Quick Links

Re: snapshot too old, configured by time

From:	Kevin Grittner <kgrittn(at)gmail(dot)com>
To:	Jeff Janes <jeff(dot)janes(at)gmail(dot)com>
Cc:	Michael Paquier <michael(dot)paquier(at)gmail(dot)com>, Robert Haas <robertmhaas(at)gmail(dot)com>, Andres Freund <andres(at)anarazel(dot)de>, Alvaro Herrera <alvherre(at)2ndquadrant(dot)com>, Steve Singer <steve(at)ssinger(dot)info>, Kevin Grittner <kgrittn(at)ymail(dot)com>, PostgreSQL-development <pgsql-hackers(at)postgresql(dot)org>
Subject:	Re: snapshot too old, configured by time
Date:	2016-04-07 22:33:06
Message-ID:	CACjxUsPRELHMFBDp4hCaSQtGkRKDjhDMLt-jknyhvtAvg4BroA@mail.gmail.com
Views:	Raw Message \| Whole Thread \| Download mbox \| Resend email
Thread:
Lists:	pgsql-hackers

On Sun, Apr 3, 2016 at 4:09 PM, Jeff Janes <jeff(dot)janes(at)gmail(dot)com> wrote:
> On Wed, Mar 30, 2016 at 12:34 PM, Kevin Grittner <kgrittn(at)gmail(dot)com> wrote:
>> On Sat, Mar 19, 2016 at 1:27 AM, Jeff Janes <jeff(dot)janes(at)gmail(dot)com> wrote:

>>> I set the value to 1min.
>>>
>>> I set up a test like this:
>>>
>>> pgbench -i
>>>
>>> pgbench -c4 -j4 -T 3600 &
>>>
>>> ### watch the size of branches table
>>> while (true) ; do psql -c "\dt+" | fgrep _branches; sleep 10; done &
>>>
>>> ### set up a long lived snapshot.
>>> psql -c 'begin; set transaction isolation level repeatable read;
>>> select sum(bbalance) from pgbench_branches; select pg_sleep(300);
>>> select sum(bbalance) from pgbench_branches;'
>>>
>>> As this runs, I can see the size of the pgbench_branches bloating once
>>> the snapshot is taken, and continues bloating at a linear rate for the
>>> full 300 seconds.

I'm not seeing that on my i7 box.

>>> Once the 300 second pg_sleep is up, the long-lived snapshot holder
>>> receives an error once it tries to access the table again, and then
>>> the bloat stops increasing.
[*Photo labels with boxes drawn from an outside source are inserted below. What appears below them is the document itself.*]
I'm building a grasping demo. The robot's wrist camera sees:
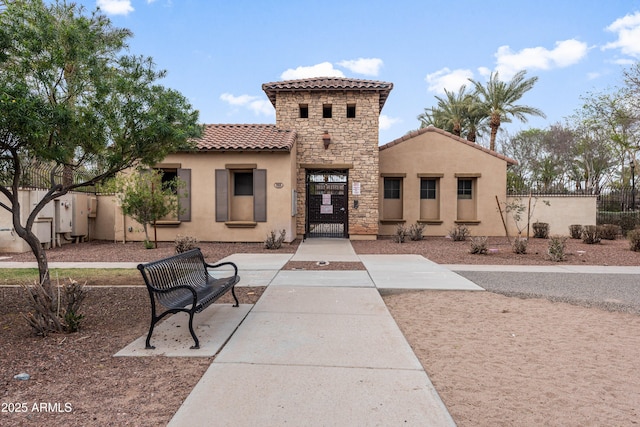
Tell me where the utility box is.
[29,190,54,220]
[89,196,98,218]
[33,219,52,248]
[54,194,73,233]
[71,194,89,236]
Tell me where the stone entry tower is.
[262,77,393,239]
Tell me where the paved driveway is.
[457,271,640,314]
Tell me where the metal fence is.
[0,160,96,193]
[508,186,640,232]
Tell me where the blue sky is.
[77,0,640,147]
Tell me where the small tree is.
[0,0,202,331]
[115,169,180,247]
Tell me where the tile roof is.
[378,125,518,165]
[196,124,297,151]
[262,77,393,111]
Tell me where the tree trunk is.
[489,114,500,151]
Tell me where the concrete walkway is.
[169,239,458,426]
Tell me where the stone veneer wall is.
[276,91,380,239]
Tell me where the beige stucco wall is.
[379,129,507,236]
[105,149,296,242]
[501,196,597,237]
[276,91,380,239]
But shouldn't the bloat have stopped
>>> increasing as soon as the snapshot became doomed, which would be after
>>> a minute or so?

It will, limited by how well your autovacuum can keep up with the
workload on your system. See attached graph. I ran 5 times each
in 3 configurations and graphed the median and average of be each.
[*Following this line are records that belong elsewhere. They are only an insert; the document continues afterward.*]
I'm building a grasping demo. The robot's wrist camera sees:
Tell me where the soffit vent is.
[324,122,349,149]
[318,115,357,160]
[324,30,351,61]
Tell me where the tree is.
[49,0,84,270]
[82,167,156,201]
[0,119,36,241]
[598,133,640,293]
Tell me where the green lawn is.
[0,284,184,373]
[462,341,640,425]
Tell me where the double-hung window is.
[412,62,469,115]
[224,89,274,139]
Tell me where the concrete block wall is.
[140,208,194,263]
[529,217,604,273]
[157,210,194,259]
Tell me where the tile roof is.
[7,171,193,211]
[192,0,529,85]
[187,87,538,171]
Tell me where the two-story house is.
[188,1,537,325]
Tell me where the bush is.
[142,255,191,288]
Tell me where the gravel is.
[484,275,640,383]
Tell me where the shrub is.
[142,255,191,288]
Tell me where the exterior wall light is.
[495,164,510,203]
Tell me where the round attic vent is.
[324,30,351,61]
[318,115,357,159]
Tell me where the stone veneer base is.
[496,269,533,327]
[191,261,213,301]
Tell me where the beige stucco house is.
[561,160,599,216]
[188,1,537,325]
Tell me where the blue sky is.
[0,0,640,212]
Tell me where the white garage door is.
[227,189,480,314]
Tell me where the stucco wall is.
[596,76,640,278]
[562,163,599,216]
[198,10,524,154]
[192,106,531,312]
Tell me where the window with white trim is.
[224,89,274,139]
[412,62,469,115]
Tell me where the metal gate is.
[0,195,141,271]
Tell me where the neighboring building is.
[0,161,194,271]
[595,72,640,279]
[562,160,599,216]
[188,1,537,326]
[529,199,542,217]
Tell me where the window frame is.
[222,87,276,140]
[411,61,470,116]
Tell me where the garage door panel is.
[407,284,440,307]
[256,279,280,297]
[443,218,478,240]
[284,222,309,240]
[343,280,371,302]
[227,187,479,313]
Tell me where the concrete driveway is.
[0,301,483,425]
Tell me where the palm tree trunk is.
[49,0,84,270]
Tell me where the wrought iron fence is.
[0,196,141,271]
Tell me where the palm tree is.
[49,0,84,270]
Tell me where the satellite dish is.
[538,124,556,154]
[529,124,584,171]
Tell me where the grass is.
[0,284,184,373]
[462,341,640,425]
master: development checkout from today, no config changes

patch: patch with no config changes except:
old_snapshot_threshold = '1min'

patch + av: patch with these config changes:
old_snapshot_threshold = '1min'
autovacuum_max_workers = 8
autovacuum_vacuum_cost_limit = 2000
autovacuum_naptime = '10s'
autovacuum_work_mem = '1GB'

As expected, differences are minimal at first, then the patch
starts to win, and wins even better with more aggressive
autovacuum.

> I can verify that a manual vacuum does stop the bloat from continuing
> to increase. But I don't see why autovacuum is not already stopping
> the bloat. It is running often enough that it really ought to do so
> (as verified by setting log_autovacuum_min_duration = 0 and looking in
> the log files to see that it is vacuuming the table once per nap-time,
> although it is not accomplishing much by doing so as no tuples can be
> removed.)

Perhaps the CPUs I have or the way I have my machine tuned allows
autovacuum to be more effective in the face of the pgbench load
than on yours?

> Also, HOT-cleanup should stop the bloat increase once the snapshot
> crosses the old_snapshot_threshold without even needing to wait until
> the next autovac runs.

It should help some, but you really need a vacuum in there to take
care things thoroughly.

> Does the code intentionally only work for manual vacuums? If so, that
> seems quite surprising. Or perhaps I am missing something else here.

Perhaps it is that VACUUM tries harder to get the work done, while
autovacuum steps out of the way when it detects that it is blocking
something. This is a pretty small table (it never gets to 1MB even
when bloating) with multiple clients pounding on it. It might just
be that your system doesn't allow much autovacuum activity before
it find itself blocking a pgbench process.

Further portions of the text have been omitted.